1. A composition comprising a Vitamin K-dependent protein of interest in a concentration of at least 25 mg/ml, said Vitamin K-dependent protein of interest being functionalised with one or more polyethylene glycol (PEG) moiety, said composition comprising a divalent metal cation in a concentration higher than 10 mM, wherein the viscosity is lower than 30 mPascal×second (mPa·s) as measured in a “Rheometer Viscosity Assay”.

2. The composition of claim 1, wherein each of the one or more PEG moiety has a molecular weight of at least 300 Da, such as at least 500 Da, such as at least 1000 Da, such as at least 5 kDa, such as at least 10 KDa.

3. The composition of claim 2, wherein each of the one or more PEG moiety has a molecular weight of 40 KDa.

4. The composition of claim 1, wherein said divalent metal cation is selected from the list consisting of Ca²⁺, Zn²⁺, Mg²⁺, Cu²⁺, Mn²⁺, Co²⁺, Fe²⁺, Sm^°, Ni^°, Cd²⁺, Hg^°, +, and Sm²⁺.

5. The composition of claim 1, wherein said Vitamin K-dependent protein of interest is a Factor VII polypeptide.

6. The composition of claim 5, wherein the Factor VII polypeptide is a Factor VII sequence variant.

7. The composition of claim 1, wherein the Factor VII polypeptide is present in a concentration of 20-50 mg/mL.

8. The composition of claim 1, which has a pH of about 4.0 to about 8.0.

9. The composition of claim 1, wherein said divalent metal cation is present in a concentration of 10-100 mM.

10. The composition of claim 1, further comprising a tonicity modifying agent, wherein the tonicity modifying agent is selected from the group consisting of neutral salts, amino acids, peptides of 2-5 amino acid residues, monosaccharides, disaccharides, polysaccharides, sugar alcohols, and combinations thereof.

11. The composition of claim 10, wherein at least one tonicity modifying agent is a neutral salt selected from the group consisting of sodium salts, potassium salts, calcium salts, and magnesium salts.

12. The composition of claim 1, wherein said Vitamin K-dependent protein of interest is selected from the list consisting of Factor XII/XIIa, Factor XI/XIa, Factor X/Xa, Factor IX/IXa, Factor VII/VIIa, thrombin, and protein C.

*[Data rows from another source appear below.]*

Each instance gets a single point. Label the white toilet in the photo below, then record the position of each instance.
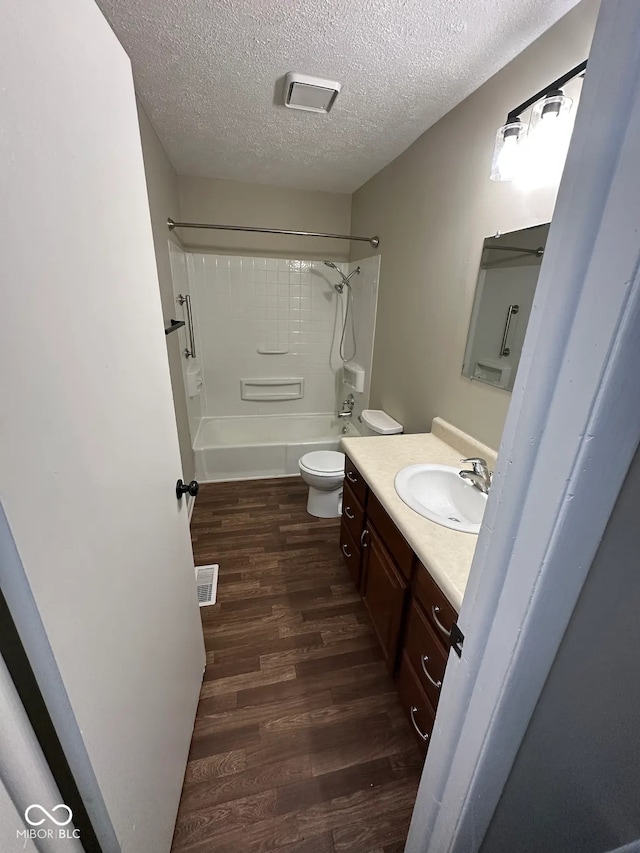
(323, 470)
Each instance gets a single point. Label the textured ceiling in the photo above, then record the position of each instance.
(206, 71)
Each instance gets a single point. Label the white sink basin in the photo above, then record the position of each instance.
(438, 493)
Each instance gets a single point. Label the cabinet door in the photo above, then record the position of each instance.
(351, 553)
(384, 595)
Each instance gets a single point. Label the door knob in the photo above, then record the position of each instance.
(191, 488)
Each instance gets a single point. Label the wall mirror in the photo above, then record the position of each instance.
(507, 279)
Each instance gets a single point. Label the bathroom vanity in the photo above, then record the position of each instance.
(411, 572)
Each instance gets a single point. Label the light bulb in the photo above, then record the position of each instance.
(507, 152)
(547, 143)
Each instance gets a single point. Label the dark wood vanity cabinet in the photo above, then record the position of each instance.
(383, 589)
(410, 614)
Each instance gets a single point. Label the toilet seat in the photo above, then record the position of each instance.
(328, 462)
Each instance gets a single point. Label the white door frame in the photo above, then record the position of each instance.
(571, 432)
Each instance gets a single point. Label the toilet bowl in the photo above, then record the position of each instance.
(323, 471)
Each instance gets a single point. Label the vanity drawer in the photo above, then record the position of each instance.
(439, 611)
(352, 513)
(394, 541)
(425, 653)
(355, 481)
(350, 553)
(415, 703)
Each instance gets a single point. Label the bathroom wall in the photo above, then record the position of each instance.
(246, 304)
(162, 190)
(257, 205)
(432, 208)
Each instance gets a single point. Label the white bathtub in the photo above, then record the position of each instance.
(255, 446)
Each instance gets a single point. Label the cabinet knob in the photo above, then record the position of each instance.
(191, 488)
(421, 734)
(424, 660)
(434, 612)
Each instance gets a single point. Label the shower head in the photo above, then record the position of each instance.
(345, 278)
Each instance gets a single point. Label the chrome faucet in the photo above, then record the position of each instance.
(480, 477)
(347, 407)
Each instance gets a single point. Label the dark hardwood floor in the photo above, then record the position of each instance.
(300, 744)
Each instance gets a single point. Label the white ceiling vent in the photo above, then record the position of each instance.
(302, 92)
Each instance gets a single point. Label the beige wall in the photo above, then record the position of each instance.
(432, 208)
(162, 188)
(256, 205)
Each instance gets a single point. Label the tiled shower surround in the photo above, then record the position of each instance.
(258, 318)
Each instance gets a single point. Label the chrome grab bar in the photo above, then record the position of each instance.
(424, 660)
(421, 734)
(190, 351)
(434, 612)
(504, 349)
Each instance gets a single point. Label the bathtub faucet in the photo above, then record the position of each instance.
(347, 407)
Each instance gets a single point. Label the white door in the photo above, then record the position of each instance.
(30, 816)
(88, 445)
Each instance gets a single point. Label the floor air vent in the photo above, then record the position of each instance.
(207, 584)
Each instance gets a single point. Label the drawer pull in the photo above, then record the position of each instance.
(434, 612)
(414, 711)
(424, 659)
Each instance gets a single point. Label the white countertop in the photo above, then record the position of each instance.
(446, 553)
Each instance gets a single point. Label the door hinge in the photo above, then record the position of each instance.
(456, 639)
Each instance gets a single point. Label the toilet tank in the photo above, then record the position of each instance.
(377, 422)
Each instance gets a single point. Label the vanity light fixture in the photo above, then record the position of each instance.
(545, 136)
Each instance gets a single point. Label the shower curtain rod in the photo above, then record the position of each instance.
(539, 252)
(374, 241)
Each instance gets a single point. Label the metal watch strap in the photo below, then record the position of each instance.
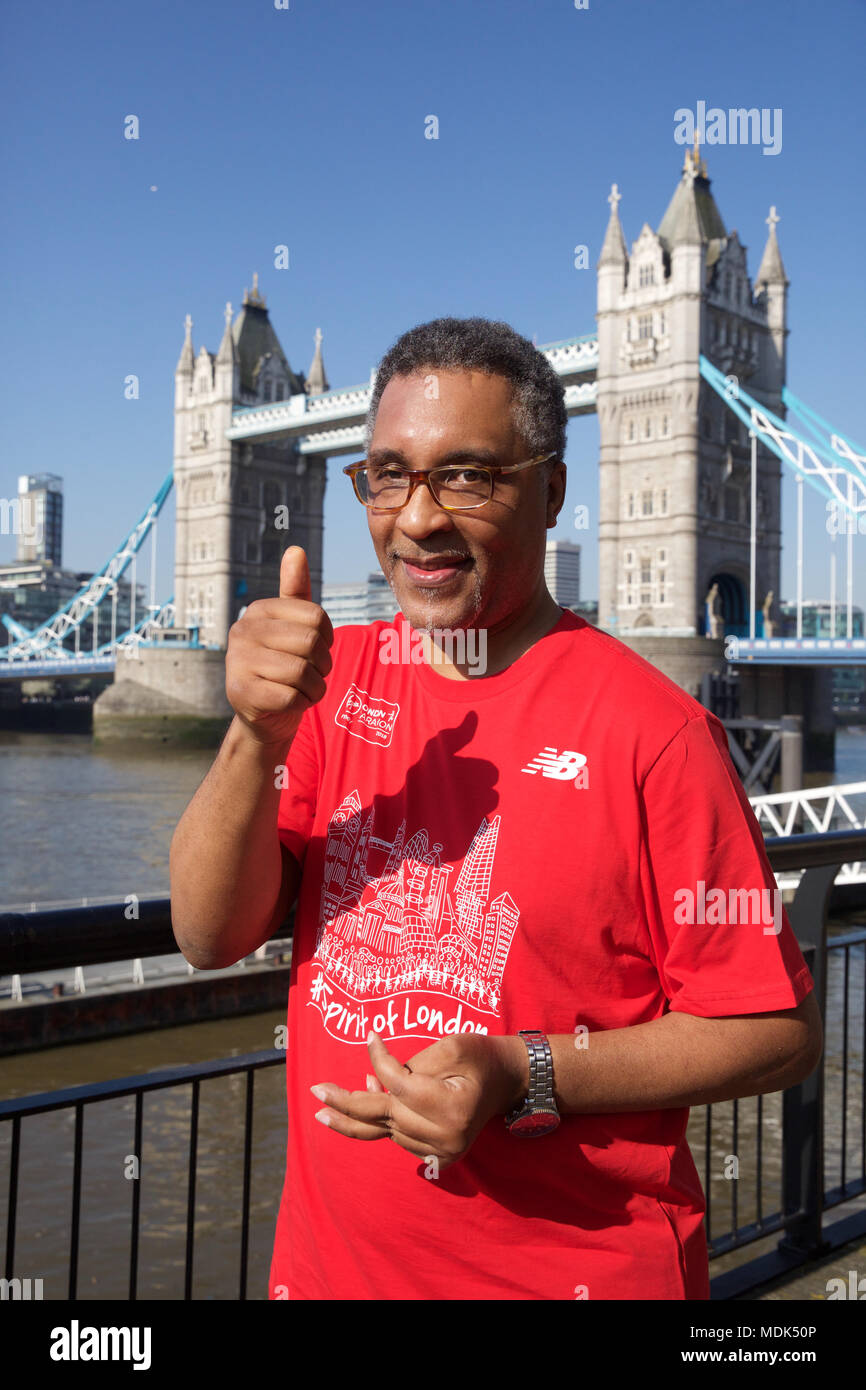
(541, 1068)
(541, 1075)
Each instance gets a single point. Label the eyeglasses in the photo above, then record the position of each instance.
(456, 487)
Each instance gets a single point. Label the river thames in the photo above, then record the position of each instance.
(78, 822)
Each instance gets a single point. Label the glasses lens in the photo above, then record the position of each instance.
(459, 488)
(382, 487)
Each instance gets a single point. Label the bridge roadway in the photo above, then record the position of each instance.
(738, 651)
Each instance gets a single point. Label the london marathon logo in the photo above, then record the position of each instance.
(392, 929)
(367, 716)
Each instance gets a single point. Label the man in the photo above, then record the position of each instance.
(530, 848)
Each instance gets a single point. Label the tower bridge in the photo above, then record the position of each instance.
(685, 371)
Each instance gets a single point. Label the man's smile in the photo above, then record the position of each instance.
(433, 571)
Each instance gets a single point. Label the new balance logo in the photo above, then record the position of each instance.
(566, 766)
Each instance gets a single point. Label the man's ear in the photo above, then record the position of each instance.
(556, 492)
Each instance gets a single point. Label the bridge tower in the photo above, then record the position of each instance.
(674, 471)
(230, 526)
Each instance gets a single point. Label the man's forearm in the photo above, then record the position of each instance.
(225, 854)
(674, 1061)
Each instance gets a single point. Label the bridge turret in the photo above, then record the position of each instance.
(317, 380)
(227, 373)
(772, 289)
(184, 370)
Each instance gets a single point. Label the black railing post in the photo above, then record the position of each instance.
(802, 1155)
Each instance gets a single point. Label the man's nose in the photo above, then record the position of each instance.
(423, 514)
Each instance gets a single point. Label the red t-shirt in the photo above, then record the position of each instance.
(515, 851)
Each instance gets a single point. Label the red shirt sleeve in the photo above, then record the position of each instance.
(722, 940)
(296, 809)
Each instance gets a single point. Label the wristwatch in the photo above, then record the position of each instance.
(537, 1115)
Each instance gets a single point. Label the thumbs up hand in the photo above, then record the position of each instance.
(278, 656)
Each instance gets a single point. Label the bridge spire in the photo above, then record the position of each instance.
(613, 248)
(228, 352)
(252, 296)
(186, 360)
(317, 381)
(772, 270)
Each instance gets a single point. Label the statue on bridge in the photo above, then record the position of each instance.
(715, 613)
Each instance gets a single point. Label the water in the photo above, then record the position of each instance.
(82, 822)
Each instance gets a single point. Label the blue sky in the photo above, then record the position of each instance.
(306, 127)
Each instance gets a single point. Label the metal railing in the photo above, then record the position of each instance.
(802, 1196)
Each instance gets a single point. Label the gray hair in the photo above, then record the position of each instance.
(538, 406)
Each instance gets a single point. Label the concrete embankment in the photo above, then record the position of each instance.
(116, 1009)
(167, 695)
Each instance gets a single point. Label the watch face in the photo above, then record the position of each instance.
(542, 1122)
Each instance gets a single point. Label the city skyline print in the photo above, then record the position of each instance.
(395, 920)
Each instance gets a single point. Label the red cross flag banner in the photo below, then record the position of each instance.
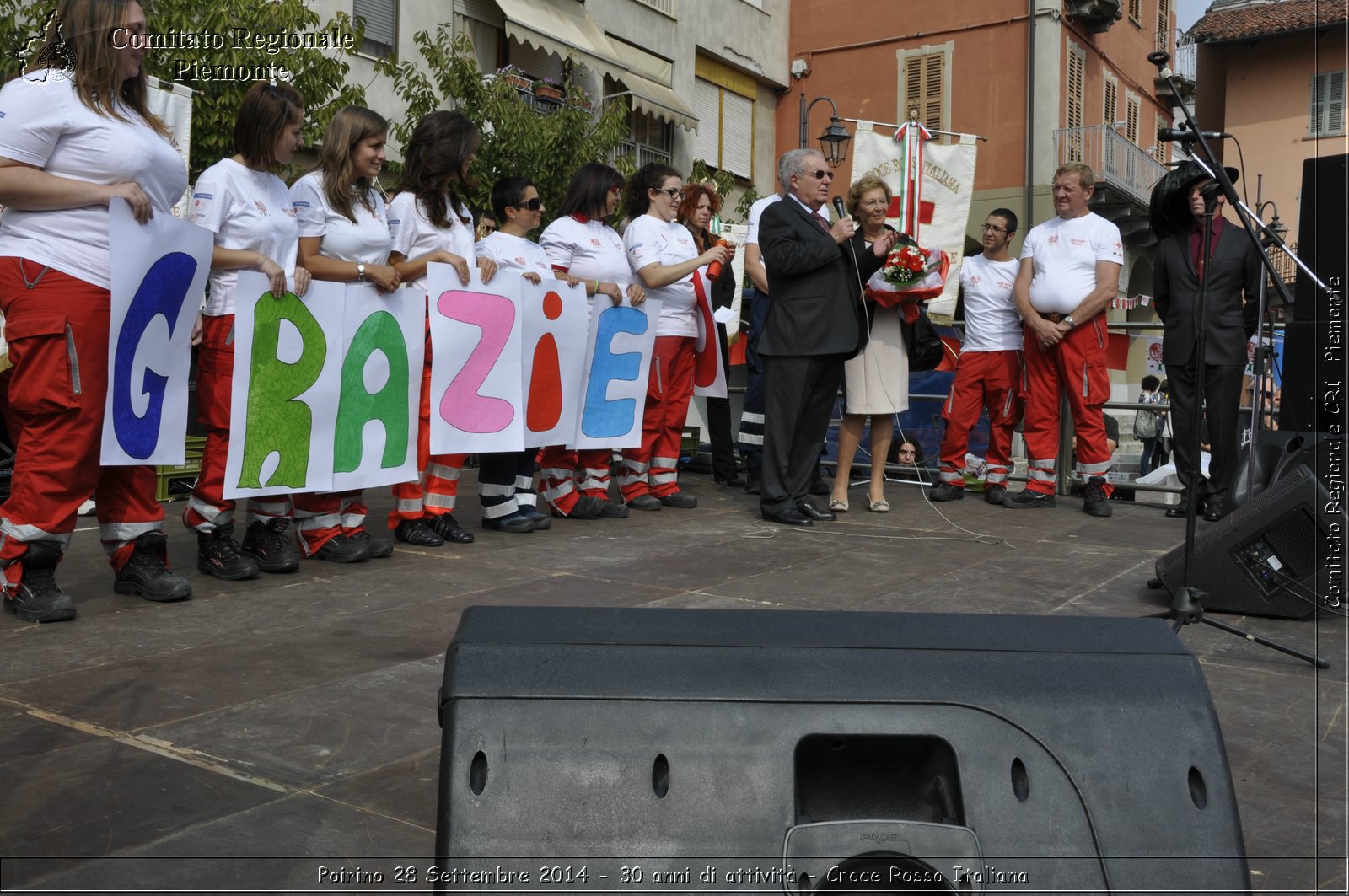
(939, 207)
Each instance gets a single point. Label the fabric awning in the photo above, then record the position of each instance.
(648, 81)
(563, 27)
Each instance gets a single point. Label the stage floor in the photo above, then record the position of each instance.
(296, 716)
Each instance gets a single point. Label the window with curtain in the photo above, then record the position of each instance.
(1326, 115)
(381, 18)
(725, 137)
(926, 85)
(1072, 98)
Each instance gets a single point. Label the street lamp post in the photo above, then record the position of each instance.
(836, 139)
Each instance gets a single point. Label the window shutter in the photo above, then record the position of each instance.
(381, 24)
(707, 105)
(934, 71)
(737, 134)
(1336, 103)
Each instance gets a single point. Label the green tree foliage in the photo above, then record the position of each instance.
(319, 74)
(517, 138)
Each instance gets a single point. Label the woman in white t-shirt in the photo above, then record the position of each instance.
(72, 138)
(344, 238)
(429, 223)
(580, 243)
(249, 209)
(663, 254)
(506, 480)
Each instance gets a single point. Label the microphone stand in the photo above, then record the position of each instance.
(1187, 601)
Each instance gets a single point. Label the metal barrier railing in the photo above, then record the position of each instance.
(1062, 462)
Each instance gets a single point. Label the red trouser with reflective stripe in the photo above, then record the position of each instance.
(1077, 368)
(982, 379)
(58, 343)
(438, 489)
(653, 469)
(557, 467)
(208, 507)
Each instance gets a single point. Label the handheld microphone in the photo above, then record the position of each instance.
(838, 207)
(1169, 135)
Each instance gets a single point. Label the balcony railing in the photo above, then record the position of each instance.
(644, 154)
(660, 6)
(1115, 159)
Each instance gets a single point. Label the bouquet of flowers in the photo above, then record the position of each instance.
(910, 274)
(906, 265)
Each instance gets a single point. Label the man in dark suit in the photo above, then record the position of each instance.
(1180, 274)
(811, 330)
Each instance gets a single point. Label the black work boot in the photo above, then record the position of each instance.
(219, 555)
(271, 547)
(38, 597)
(146, 574)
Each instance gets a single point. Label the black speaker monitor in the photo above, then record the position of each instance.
(831, 752)
(1267, 557)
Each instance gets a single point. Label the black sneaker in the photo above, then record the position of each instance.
(513, 523)
(946, 491)
(1025, 500)
(611, 510)
(449, 528)
(270, 545)
(1097, 503)
(343, 550)
(146, 574)
(417, 534)
(586, 507)
(377, 547)
(541, 520)
(218, 555)
(38, 597)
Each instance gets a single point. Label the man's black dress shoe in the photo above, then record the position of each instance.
(815, 513)
(1180, 509)
(1214, 510)
(789, 517)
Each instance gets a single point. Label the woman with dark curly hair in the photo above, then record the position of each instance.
(663, 254)
(696, 212)
(431, 223)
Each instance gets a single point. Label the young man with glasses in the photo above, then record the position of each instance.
(811, 330)
(989, 372)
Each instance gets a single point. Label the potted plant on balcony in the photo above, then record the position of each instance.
(548, 91)
(514, 78)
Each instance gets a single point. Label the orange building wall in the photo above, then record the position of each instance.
(850, 47)
(1267, 94)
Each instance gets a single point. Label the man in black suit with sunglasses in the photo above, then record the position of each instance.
(811, 330)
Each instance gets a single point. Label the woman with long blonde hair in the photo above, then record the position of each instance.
(344, 238)
(74, 134)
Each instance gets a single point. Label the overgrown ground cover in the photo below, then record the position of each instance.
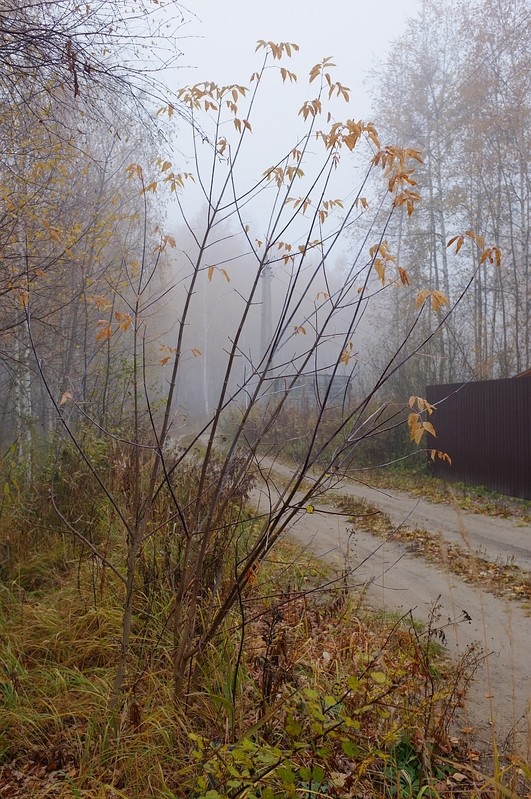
(417, 480)
(302, 693)
(502, 579)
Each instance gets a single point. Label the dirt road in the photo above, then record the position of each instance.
(499, 701)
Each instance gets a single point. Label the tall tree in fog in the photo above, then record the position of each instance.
(461, 92)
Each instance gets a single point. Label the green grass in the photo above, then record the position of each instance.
(301, 694)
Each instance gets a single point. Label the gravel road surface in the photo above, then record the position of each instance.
(499, 701)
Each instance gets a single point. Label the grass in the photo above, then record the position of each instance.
(302, 694)
(476, 499)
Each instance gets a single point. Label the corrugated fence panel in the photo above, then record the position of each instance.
(485, 427)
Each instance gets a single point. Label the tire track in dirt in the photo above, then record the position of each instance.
(498, 705)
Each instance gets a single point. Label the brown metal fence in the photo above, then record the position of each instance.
(485, 428)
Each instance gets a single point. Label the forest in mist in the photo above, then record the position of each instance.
(200, 338)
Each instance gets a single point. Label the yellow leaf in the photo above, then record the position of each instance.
(53, 232)
(422, 296)
(23, 298)
(124, 320)
(150, 187)
(134, 169)
(105, 332)
(404, 276)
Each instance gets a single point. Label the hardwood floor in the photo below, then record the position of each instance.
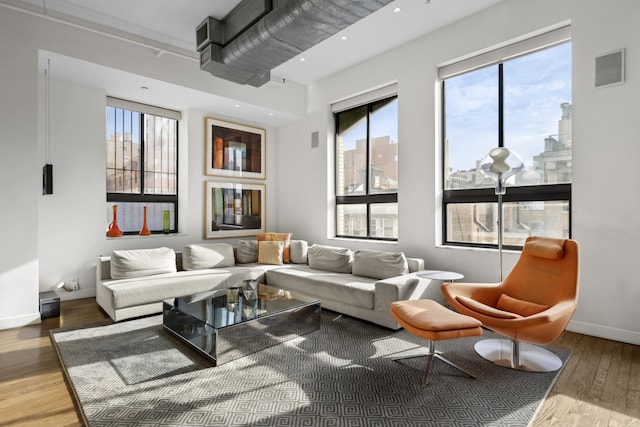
(600, 386)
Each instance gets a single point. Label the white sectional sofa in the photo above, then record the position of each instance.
(359, 283)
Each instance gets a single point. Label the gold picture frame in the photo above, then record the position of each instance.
(234, 150)
(234, 209)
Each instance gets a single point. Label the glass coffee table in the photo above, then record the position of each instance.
(226, 324)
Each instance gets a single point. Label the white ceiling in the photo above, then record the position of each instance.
(169, 26)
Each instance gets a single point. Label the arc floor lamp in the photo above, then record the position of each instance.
(500, 165)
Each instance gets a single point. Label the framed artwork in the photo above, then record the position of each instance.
(234, 150)
(234, 209)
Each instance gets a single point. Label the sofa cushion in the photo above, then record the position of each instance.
(207, 255)
(126, 264)
(156, 288)
(247, 251)
(379, 264)
(270, 252)
(325, 285)
(330, 258)
(298, 251)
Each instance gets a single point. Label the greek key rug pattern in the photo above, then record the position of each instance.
(135, 374)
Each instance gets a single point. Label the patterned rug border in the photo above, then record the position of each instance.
(346, 380)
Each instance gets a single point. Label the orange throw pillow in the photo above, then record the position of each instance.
(523, 308)
(285, 238)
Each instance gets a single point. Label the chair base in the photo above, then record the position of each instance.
(518, 355)
(432, 353)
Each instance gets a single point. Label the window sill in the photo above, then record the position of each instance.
(152, 236)
(474, 249)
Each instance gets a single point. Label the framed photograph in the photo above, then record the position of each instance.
(234, 150)
(234, 209)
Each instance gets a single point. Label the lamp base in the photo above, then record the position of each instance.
(518, 355)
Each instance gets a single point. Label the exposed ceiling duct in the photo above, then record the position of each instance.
(257, 36)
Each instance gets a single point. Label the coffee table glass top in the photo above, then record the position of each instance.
(226, 307)
(226, 324)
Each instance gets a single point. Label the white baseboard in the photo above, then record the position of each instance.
(79, 294)
(22, 320)
(615, 334)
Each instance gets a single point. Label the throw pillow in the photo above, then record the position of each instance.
(330, 258)
(283, 237)
(379, 264)
(298, 251)
(518, 306)
(209, 255)
(247, 251)
(142, 262)
(270, 252)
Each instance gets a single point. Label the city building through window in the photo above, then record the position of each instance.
(522, 103)
(366, 165)
(142, 166)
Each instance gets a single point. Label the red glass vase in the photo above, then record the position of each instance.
(114, 230)
(145, 230)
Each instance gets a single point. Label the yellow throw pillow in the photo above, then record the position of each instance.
(285, 238)
(270, 252)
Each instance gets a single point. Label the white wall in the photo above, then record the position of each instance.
(605, 132)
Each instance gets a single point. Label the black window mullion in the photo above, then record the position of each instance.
(143, 152)
(500, 105)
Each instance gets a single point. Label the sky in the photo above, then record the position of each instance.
(535, 86)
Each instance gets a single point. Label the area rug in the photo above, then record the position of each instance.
(135, 374)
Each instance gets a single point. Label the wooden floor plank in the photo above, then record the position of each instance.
(600, 384)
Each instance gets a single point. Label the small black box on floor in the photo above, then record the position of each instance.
(49, 305)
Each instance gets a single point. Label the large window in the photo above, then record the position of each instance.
(142, 165)
(367, 170)
(522, 103)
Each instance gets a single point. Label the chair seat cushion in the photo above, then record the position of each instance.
(485, 309)
(518, 306)
(428, 315)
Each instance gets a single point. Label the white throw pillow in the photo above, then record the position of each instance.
(330, 258)
(142, 262)
(379, 264)
(207, 255)
(298, 250)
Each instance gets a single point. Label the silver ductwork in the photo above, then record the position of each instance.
(257, 36)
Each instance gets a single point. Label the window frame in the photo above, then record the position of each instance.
(369, 198)
(525, 193)
(142, 197)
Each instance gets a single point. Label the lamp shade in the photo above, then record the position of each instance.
(500, 165)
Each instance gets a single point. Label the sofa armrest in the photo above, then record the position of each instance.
(103, 269)
(415, 264)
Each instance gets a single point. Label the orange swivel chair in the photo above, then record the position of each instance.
(532, 305)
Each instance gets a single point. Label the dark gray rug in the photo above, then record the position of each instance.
(136, 374)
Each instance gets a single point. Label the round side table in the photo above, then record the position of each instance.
(448, 276)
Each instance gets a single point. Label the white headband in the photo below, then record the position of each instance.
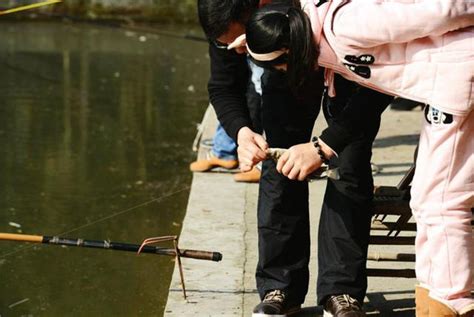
(241, 42)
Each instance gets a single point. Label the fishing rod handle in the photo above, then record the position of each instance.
(201, 255)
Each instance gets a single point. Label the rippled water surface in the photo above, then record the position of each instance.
(96, 126)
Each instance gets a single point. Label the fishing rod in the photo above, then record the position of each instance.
(29, 6)
(145, 247)
(109, 245)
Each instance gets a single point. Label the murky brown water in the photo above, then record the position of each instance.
(95, 124)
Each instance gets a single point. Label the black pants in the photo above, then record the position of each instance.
(344, 225)
(283, 215)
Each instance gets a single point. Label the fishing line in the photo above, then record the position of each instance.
(121, 212)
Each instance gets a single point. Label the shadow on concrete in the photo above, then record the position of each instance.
(377, 304)
(408, 139)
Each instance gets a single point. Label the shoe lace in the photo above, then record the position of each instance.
(275, 296)
(345, 301)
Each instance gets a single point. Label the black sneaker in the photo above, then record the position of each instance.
(275, 304)
(342, 306)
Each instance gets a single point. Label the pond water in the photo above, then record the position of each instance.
(96, 128)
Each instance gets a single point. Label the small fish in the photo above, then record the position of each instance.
(323, 171)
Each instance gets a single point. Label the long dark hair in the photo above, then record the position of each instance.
(278, 26)
(216, 16)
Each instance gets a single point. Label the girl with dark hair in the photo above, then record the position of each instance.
(419, 50)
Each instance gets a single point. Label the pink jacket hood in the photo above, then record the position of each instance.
(417, 49)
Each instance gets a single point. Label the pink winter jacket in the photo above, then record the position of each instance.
(417, 49)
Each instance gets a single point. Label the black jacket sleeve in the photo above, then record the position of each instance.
(351, 113)
(227, 89)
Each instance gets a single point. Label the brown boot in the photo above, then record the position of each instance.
(439, 309)
(210, 162)
(252, 176)
(421, 301)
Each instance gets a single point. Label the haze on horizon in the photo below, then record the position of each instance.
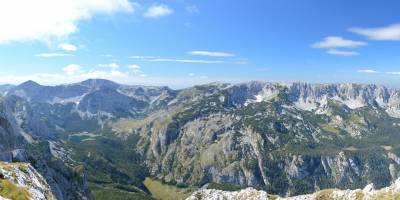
(182, 43)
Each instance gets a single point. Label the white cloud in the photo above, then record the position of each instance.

13. The composition of claim 1, wherein the viscosity as measured in the “Rheometer Viscosity Assay” is less than 25 mPascal×second (mPa·s).

14. A liquid, aqueous pharmaceutical composition comprising the composition of claim 1.

15. A method of lowering the viscosity of the composition of claim 1, said method comprising adding a divalent metal cation to a final concentration higher than 10 mM.

16. The composition of claim 7, wherein the Factor VII polypeptide is present in a concentration selected from the group consisting of at least 30 mg/mL, at least 35 mg/mL, and at least 40 mg/mL.

17. The composition of claim 7, wherein the Factor VII polypeptide is present in a concentration of 20-40 mg/mL

18. The composition of claim 7, wherein the Factor VII polypeptide is present in a concentration of 20-30 mg/mL.

19. The composition of claim 9, wherein said divalent metal cation is present in a concentration of selected from the group consisting of at least 20 mM, as at least 30 mM, as at least 40 mM, as at least 50 mM, and at least 60 mM.

20. The composition of claim 13, wherein the viscosity as measured in the “Rheometer Viscosity Assay” is selected from the group consisting of less than 20 mPa·s, less than 15 mPa·s, less than 10 mPa·s, and less than 5 mPa·s.